I don't think paying back £14k on a £24k a year wage is a problem.

If you're paying it back over 5 years with interest you might need to pay back £17k in total? (I dunno couldn't be bothered to work it out lol) In that time you'll have earned £120k.

Paying back £17k from £120k doesn't seem too much of an issue to me (unless I'm missing something obvious, which I usually do lol), leaves scope for other commitments if you're sensible imo.


----------



## bidderman1969 (Oct 20, 2006)

Crafoo said:


> I don't think paying back £14k on a £24k a year wage is a problem.
> 
> If you're paying it back over 5 years with interest you might need to pay back £17k in total? (I dunno couldn't be bothered to work it out lol) In that time you'll have earned £120k.
> 
> Paying back £17k from £120k doesn't seem too much of an issue to me (unless I'm missing something obvious, which I usually do lol), leaves scope for other commitments if you're sensible imo.


thats how i look at it :thumb:

total repayment would be 15,333 but the apr i get would probably be more than that judging on recent results

my 2 negative scores were 
*You have opened 2 new credit accounts in the last 6 months

You have made 6 credit applications in the last 6 months.*

7 positives were
*You have 15 closed non-mail order credit accounts

Your total non-revolving credit balance has reduced significantly.

The average age of your credit accounts is 62 months.

Your highest credit limit on a single revolving credit account is £11.3k

Your total non-mortgage credit balance is £15.2k

You are using 11 non-mortgage credit accounts

The usage of your available credit indicates a lower risk.*


----------



## Crafoo (Oct 27, 2013)

bidderman1969 said:


> thats how i look at it :thumb:
> 
> total repayment would be 15,333 but the apr i get would probably be more than that judging on recent results
> 
> ...


Only thing I'd say if you haven't already is just crunch the numbers and make sure you leave yourself breathing space each month.
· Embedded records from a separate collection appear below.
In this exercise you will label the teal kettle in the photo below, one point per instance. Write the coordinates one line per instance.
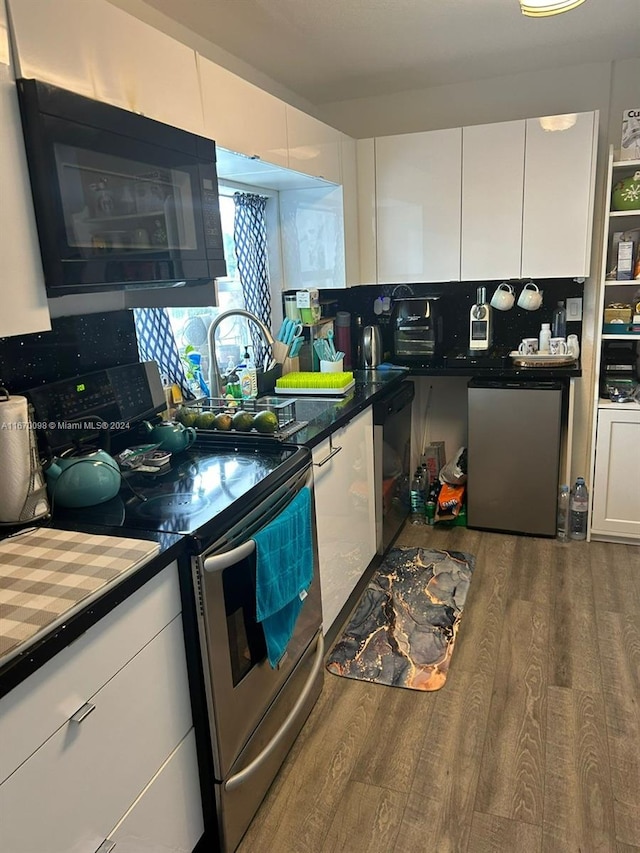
(82, 478)
(171, 436)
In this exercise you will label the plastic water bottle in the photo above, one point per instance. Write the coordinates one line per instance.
(579, 510)
(417, 499)
(544, 337)
(564, 499)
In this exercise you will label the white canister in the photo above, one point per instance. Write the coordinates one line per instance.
(573, 346)
(23, 496)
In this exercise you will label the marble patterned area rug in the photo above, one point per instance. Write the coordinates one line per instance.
(404, 628)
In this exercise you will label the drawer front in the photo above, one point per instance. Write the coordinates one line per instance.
(37, 707)
(71, 793)
(167, 817)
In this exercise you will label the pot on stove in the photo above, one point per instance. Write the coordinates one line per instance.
(82, 478)
(171, 436)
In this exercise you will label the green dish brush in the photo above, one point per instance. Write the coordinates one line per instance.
(314, 380)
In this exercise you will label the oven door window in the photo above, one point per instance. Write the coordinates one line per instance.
(247, 647)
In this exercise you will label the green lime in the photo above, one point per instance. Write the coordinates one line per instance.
(206, 420)
(242, 421)
(222, 421)
(265, 421)
(186, 417)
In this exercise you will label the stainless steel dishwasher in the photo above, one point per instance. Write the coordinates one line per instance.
(392, 448)
(514, 455)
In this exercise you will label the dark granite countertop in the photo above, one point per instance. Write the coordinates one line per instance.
(371, 385)
(532, 373)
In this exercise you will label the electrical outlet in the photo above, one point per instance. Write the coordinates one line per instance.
(574, 309)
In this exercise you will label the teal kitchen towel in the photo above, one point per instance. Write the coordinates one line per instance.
(284, 570)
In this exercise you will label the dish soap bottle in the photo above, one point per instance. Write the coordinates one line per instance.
(545, 338)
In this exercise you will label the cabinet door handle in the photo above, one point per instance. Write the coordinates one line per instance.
(332, 452)
(79, 716)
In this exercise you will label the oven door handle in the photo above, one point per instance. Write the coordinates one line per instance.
(220, 562)
(239, 778)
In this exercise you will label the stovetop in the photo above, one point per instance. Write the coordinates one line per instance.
(199, 493)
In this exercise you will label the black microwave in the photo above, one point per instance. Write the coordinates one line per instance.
(121, 201)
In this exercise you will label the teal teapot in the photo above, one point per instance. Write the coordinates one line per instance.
(82, 478)
(170, 436)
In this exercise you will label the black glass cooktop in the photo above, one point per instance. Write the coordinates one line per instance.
(200, 491)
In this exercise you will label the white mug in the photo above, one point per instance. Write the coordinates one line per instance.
(530, 298)
(503, 298)
(558, 346)
(528, 346)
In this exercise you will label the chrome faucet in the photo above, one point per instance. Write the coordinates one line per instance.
(214, 373)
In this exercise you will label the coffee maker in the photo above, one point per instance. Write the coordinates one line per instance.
(417, 330)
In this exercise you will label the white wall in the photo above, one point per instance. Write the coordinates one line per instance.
(607, 87)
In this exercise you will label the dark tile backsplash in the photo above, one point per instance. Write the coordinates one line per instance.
(509, 327)
(74, 345)
(81, 344)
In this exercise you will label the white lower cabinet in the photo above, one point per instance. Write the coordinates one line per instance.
(167, 817)
(119, 750)
(345, 511)
(616, 492)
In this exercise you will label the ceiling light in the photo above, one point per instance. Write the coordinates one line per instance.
(543, 8)
(563, 122)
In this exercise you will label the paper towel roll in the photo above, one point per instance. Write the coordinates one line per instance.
(19, 467)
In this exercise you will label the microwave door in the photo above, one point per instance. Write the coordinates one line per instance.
(120, 200)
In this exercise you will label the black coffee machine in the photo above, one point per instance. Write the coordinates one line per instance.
(417, 330)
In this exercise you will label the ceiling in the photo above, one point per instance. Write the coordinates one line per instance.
(336, 50)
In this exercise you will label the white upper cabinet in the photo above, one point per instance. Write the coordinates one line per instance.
(559, 185)
(314, 147)
(100, 51)
(312, 232)
(241, 117)
(367, 242)
(22, 289)
(492, 187)
(350, 209)
(418, 206)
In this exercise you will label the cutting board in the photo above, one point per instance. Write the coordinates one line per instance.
(48, 575)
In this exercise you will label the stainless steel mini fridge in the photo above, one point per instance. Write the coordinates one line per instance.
(514, 455)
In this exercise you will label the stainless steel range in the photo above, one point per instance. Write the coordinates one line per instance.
(219, 494)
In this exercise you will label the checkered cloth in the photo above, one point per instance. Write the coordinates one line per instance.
(47, 575)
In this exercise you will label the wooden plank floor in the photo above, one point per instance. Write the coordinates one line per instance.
(532, 745)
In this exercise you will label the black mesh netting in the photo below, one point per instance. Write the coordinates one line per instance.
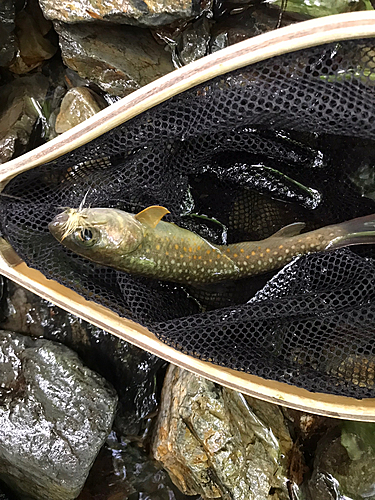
(235, 159)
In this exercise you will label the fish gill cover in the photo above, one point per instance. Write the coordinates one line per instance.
(237, 158)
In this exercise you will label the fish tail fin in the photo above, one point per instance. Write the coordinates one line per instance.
(359, 231)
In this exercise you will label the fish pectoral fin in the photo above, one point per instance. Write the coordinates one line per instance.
(151, 216)
(290, 230)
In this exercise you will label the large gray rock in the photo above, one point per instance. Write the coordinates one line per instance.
(150, 13)
(344, 466)
(132, 371)
(33, 48)
(120, 59)
(78, 104)
(124, 470)
(20, 106)
(55, 415)
(212, 443)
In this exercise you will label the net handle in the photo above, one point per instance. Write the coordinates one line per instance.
(284, 40)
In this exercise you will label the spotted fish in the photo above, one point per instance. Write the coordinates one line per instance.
(145, 245)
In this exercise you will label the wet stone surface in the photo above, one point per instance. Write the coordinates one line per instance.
(55, 415)
(20, 107)
(212, 442)
(344, 464)
(132, 371)
(125, 470)
(119, 60)
(33, 45)
(7, 26)
(78, 104)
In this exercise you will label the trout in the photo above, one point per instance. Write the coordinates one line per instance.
(143, 244)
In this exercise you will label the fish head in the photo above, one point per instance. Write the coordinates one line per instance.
(99, 234)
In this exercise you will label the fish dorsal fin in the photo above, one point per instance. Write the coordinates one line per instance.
(151, 216)
(290, 230)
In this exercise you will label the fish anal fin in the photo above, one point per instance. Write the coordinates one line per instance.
(290, 230)
(9, 254)
(151, 216)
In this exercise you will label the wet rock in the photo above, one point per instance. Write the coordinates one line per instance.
(7, 26)
(78, 104)
(55, 415)
(20, 107)
(152, 13)
(33, 47)
(212, 443)
(193, 43)
(119, 59)
(123, 470)
(132, 371)
(345, 464)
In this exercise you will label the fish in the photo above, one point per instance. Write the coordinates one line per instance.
(143, 244)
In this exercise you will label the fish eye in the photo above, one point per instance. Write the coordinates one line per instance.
(86, 237)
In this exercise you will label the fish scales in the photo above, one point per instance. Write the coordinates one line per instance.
(143, 244)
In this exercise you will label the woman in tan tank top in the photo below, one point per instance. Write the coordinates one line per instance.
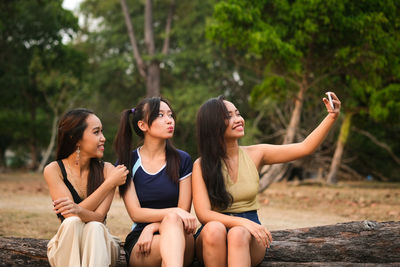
(225, 183)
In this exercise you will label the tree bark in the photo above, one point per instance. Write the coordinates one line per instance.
(150, 71)
(277, 172)
(132, 39)
(295, 118)
(363, 243)
(153, 79)
(337, 156)
(51, 144)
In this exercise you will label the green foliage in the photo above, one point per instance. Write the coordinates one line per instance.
(350, 47)
(31, 46)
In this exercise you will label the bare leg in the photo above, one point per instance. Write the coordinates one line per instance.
(211, 245)
(243, 248)
(257, 252)
(189, 249)
(150, 260)
(172, 241)
(239, 247)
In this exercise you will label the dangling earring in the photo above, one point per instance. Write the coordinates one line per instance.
(78, 151)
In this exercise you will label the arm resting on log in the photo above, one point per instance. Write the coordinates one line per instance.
(364, 243)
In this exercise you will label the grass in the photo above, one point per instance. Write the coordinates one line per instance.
(26, 210)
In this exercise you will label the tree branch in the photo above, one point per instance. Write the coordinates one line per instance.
(148, 28)
(168, 27)
(132, 39)
(378, 143)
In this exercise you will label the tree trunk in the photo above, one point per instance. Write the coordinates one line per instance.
(277, 172)
(363, 243)
(153, 79)
(132, 39)
(150, 72)
(51, 144)
(337, 156)
(295, 119)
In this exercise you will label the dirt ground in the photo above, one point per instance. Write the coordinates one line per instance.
(26, 210)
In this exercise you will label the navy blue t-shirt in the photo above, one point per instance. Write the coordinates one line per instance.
(156, 190)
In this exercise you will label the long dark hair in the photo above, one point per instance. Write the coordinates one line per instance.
(147, 110)
(211, 124)
(70, 131)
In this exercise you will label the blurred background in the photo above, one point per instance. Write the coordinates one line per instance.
(274, 59)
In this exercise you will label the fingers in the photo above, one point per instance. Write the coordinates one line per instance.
(335, 101)
(261, 234)
(189, 223)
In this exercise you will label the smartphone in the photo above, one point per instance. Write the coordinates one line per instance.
(330, 100)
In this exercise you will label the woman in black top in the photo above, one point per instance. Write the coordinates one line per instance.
(82, 188)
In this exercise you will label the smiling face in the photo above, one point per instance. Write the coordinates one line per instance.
(163, 126)
(235, 128)
(92, 142)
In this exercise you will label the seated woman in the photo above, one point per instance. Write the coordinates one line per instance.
(226, 181)
(82, 188)
(157, 193)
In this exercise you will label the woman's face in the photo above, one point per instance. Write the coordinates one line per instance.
(92, 142)
(164, 125)
(235, 127)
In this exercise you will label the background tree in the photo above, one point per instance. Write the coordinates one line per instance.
(27, 28)
(305, 48)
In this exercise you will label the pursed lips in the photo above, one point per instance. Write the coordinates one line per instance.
(238, 126)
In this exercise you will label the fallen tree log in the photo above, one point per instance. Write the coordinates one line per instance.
(364, 243)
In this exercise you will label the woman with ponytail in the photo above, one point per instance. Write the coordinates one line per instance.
(82, 188)
(225, 183)
(157, 192)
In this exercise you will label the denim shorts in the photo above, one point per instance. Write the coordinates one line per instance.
(251, 215)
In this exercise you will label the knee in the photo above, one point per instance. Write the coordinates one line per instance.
(94, 227)
(239, 236)
(172, 219)
(71, 221)
(214, 234)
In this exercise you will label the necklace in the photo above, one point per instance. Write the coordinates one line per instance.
(76, 182)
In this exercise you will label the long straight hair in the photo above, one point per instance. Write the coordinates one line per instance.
(147, 110)
(212, 121)
(70, 132)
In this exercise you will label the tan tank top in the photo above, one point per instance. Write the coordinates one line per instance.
(244, 190)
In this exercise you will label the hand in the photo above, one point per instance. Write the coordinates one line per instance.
(189, 220)
(117, 176)
(143, 245)
(334, 112)
(261, 234)
(66, 206)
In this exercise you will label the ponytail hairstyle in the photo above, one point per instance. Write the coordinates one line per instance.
(212, 121)
(70, 132)
(147, 110)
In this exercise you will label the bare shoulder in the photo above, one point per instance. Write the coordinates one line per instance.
(196, 164)
(51, 171)
(107, 168)
(256, 153)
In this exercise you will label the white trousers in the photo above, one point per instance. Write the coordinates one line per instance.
(82, 244)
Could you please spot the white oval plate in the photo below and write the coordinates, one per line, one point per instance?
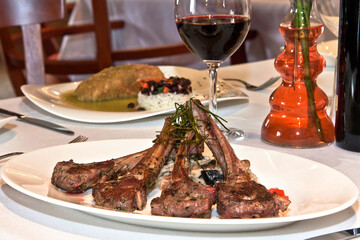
(314, 189)
(4, 121)
(48, 97)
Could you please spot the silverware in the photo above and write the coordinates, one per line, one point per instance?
(38, 122)
(251, 87)
(79, 138)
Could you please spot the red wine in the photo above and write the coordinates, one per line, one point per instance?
(213, 37)
(347, 123)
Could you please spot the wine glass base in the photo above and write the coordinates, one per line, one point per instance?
(234, 134)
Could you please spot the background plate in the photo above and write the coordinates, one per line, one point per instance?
(314, 189)
(48, 97)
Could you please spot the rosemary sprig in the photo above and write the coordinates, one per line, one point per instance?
(302, 21)
(183, 121)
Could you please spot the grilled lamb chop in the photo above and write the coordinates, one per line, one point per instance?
(238, 196)
(183, 197)
(78, 177)
(128, 193)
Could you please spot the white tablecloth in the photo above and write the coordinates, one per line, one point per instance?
(23, 217)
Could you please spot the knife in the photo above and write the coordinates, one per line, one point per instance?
(38, 122)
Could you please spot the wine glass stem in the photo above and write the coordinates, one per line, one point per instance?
(213, 70)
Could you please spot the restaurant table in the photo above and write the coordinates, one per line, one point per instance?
(24, 217)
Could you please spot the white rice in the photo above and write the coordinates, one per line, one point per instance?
(161, 101)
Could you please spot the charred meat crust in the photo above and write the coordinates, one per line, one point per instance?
(75, 178)
(128, 193)
(183, 197)
(237, 196)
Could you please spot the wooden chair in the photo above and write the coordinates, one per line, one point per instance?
(39, 42)
(29, 14)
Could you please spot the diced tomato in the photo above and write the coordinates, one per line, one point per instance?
(212, 191)
(278, 191)
(166, 89)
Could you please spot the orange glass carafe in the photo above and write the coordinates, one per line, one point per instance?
(291, 121)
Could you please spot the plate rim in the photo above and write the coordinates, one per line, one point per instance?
(35, 94)
(173, 220)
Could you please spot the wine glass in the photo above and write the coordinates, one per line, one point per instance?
(213, 30)
(329, 14)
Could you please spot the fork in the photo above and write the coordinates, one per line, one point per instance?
(251, 87)
(79, 138)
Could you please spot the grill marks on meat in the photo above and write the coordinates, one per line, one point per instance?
(238, 196)
(78, 177)
(128, 193)
(75, 178)
(183, 197)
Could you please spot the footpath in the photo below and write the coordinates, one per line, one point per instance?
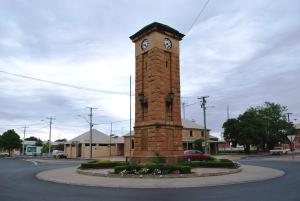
(247, 174)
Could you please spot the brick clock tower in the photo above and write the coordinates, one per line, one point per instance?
(158, 128)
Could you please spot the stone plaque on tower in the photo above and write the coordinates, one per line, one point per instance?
(158, 128)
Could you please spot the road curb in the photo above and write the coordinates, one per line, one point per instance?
(249, 174)
(86, 172)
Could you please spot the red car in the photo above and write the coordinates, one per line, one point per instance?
(195, 155)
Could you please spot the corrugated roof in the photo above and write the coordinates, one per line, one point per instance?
(158, 27)
(97, 137)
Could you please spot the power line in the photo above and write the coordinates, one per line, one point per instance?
(63, 84)
(196, 19)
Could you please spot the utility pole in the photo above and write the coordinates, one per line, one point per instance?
(288, 115)
(130, 141)
(110, 135)
(203, 106)
(91, 130)
(24, 131)
(227, 111)
(183, 109)
(50, 123)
Worst thing you can do is push your monthly spend too far, leave room just in case "something comes up" (and it always does lol) because otherwise you'll be unable to recover.


----------



## bidderman1969 (Oct 20, 2006)

leaving it for 6 months i think, although i was going to get an imac on apple finance, lol


----------



## Clean ocd (Mar 29, 2014)

right just to clear this up as i have many years bank/ mortgage /loan experience and also credit cards , a credit check is done everytime you open a new credit card even if its to transfer it for 0% , and when you apply make it easy here say £5k you want to transfer then when you apply for a new card you credit score will see if you can handle or allowed £10k even know your transferring it to another card to close it down


----------



## Bero (Mar 9, 2008)

Credit card juggling can't have a big impact on your credit rating (not that there is a fixed credit score of course). When interest rates were better I was jiggling things around and sitting with a lot of cash in the back making interest. When the deal ended the money was repaid in full. I still use a couple long term 0% deals, but it's hardly worth it anymore.


----------